Maria Briones ’14

Maria Briones believes all people, no matter where they live, have a basic human right to proper sanitation and clean water. Her big idea—and her career goal—is to bring it to them.

She’s already begun. In 2011, she traveled to the highlands of Guatemala with URI Engineering Professor Vinka Craver and the student group, Engineers for a Sustainable World, to help build an onsite wastewater treatment facility for a village school in San Mateo Ixtatan. She was heartbroken by the difficult circumstances the residents faced due to a lack of clean water.

“That trip to Guatemala impacted me a lot personally, to see so many people who lack this basic human right. I understand the technical side of the issue and the health-related aspect, and I know I can help these people on a personal level,” said Maria, whose extended South American family views flushing toilets and running water as luxuries.

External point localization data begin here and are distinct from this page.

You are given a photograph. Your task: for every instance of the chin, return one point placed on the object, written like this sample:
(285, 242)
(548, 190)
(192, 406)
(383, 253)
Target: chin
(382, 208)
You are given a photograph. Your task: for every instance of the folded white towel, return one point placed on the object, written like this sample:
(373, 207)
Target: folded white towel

As an international engineering student, Maria spent a year in Spain, first studying at the University of Cantabria and then interning at a nearby research institute, where she developed computer simulations of aeration tanks at wastewater treatment facilities to optimize their operation.

“It was really interesting and very, very difficult,” she admitted. “It’s all about fluid mechanics, which I didn’t know a lot about. And learning the technical aspect of it in a different language was really difficult. My mind was working in overdrive to understand it all.”

Back at URI, Maria conducted research to measure greenhouse gases emitted from wastewater treatment plants, served as an ambassador to foreign exchange students and as president the University’s chapter of Theta Tau, a professional engineering fraternity.

What’s next? Graduate school. The Peace Corps.  “Maybe I’ll work for a government agency like the Environmental Protection Agency or a global institution like the U.S. Agency for International Development,” she says. “Or maybe I’ll establish my own organization that has to do with developing water technologies to help people get access to drinking water. That’s my dream.”